Largemouth bass use flats for a number of reasons, but food ranks high. An expanse of water littered with weed and other structure makes an excellent feeding ground. Weed cover offers hiding spots for baitfish, giving ambushing largemouth ample opportunities to chow down.
A healthy mixture of vegetation, including cabbage milfoil and grasses, is a prerequisite. Not only should there be variety, but irregular patches, clumps and weedlines strewn throughout.
With close access to deeper water, largemouth move up on a flat at will and have the option to retreat to safety again, if the need arises. This is an important factor, as these fish seldom spend all of their time in skinny water.
When to Fish Flats
Early morning and evening - these are prime times to fish flats, with largemouth at the peak of activity. Light levels are low and fish won't be as apt to use cover to conceal themselves. Bass move throughout a flat at these times, generally scattered, yet covering water aggressively while chasing prey.
If You Go Mid-Day...
This period can offer the flats angler two distinct varieties of weather conditions. The first would be inclement conditions, such as strong winds, rain, cloud or a combination of some or all of these. Under these situations, largemouth will still be aggressive and searching for food away from cover. Hit the area with baits discussed above.
When the sun is high and winds are calm, though, change tactics.
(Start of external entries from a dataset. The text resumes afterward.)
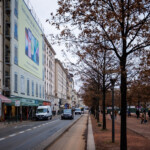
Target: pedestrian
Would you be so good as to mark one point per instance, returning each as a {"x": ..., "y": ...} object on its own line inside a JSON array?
[
  {"x": 142, "y": 118},
  {"x": 129, "y": 114},
  {"x": 137, "y": 113},
  {"x": 111, "y": 114},
  {"x": 149, "y": 113}
]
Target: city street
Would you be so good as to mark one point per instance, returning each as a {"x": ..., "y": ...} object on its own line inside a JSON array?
[{"x": 31, "y": 134}]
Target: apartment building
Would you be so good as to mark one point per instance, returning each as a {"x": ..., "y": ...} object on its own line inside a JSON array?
[
  {"x": 75, "y": 99},
  {"x": 49, "y": 65},
  {"x": 23, "y": 59},
  {"x": 70, "y": 87},
  {"x": 60, "y": 83},
  {"x": 1, "y": 46}
]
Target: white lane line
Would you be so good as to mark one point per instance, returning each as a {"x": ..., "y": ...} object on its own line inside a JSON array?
[
  {"x": 28, "y": 129},
  {"x": 1, "y": 139},
  {"x": 21, "y": 131},
  {"x": 12, "y": 135}
]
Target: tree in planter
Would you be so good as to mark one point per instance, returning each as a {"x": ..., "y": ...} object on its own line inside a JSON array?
[
  {"x": 101, "y": 66},
  {"x": 124, "y": 25}
]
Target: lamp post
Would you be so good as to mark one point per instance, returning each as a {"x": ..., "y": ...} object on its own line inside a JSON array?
[{"x": 113, "y": 125}]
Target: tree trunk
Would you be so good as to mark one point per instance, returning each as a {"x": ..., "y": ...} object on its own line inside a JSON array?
[
  {"x": 104, "y": 116},
  {"x": 97, "y": 110},
  {"x": 123, "y": 139}
]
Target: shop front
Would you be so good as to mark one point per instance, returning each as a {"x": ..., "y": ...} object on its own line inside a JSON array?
[
  {"x": 22, "y": 109},
  {"x": 3, "y": 109}
]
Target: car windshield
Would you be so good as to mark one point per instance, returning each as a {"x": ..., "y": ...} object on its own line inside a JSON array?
[
  {"x": 67, "y": 111},
  {"x": 78, "y": 109},
  {"x": 42, "y": 110}
]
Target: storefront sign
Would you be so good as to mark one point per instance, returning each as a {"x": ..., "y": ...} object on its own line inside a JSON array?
[
  {"x": 17, "y": 103},
  {"x": 46, "y": 103},
  {"x": 28, "y": 101}
]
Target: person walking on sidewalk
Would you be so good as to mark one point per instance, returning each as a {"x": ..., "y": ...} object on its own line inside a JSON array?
[
  {"x": 149, "y": 113},
  {"x": 142, "y": 118}
]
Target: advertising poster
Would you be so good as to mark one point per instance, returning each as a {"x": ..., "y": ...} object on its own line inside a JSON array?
[{"x": 29, "y": 41}]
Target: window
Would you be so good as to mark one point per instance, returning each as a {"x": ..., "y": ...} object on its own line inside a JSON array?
[
  {"x": 36, "y": 90},
  {"x": 16, "y": 31},
  {"x": 16, "y": 83},
  {"x": 16, "y": 8},
  {"x": 22, "y": 85},
  {"x": 28, "y": 87},
  {"x": 32, "y": 88},
  {"x": 16, "y": 55}
]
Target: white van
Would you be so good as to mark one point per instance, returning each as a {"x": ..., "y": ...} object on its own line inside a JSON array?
[{"x": 43, "y": 112}]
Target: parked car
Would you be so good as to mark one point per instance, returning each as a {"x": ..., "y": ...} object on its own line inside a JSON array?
[
  {"x": 43, "y": 112},
  {"x": 67, "y": 114},
  {"x": 78, "y": 111}
]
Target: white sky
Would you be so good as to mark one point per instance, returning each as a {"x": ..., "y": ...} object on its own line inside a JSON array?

Bass become inactive or neutral, preferring to sit tight to cover and retreat into the dark recesses of vegetation. Slow down and rely on a vertical presentation. Search for the thickest and greenest weedbeds and clumps.
A flipping stick and stout line become your best friends on the flat, allowing you to flip and pitch accurately, while also providing the muscle to horse fish out and away from the green stuff.
Pick apart a flat this season. It may just cough up that lunker you've been looking for.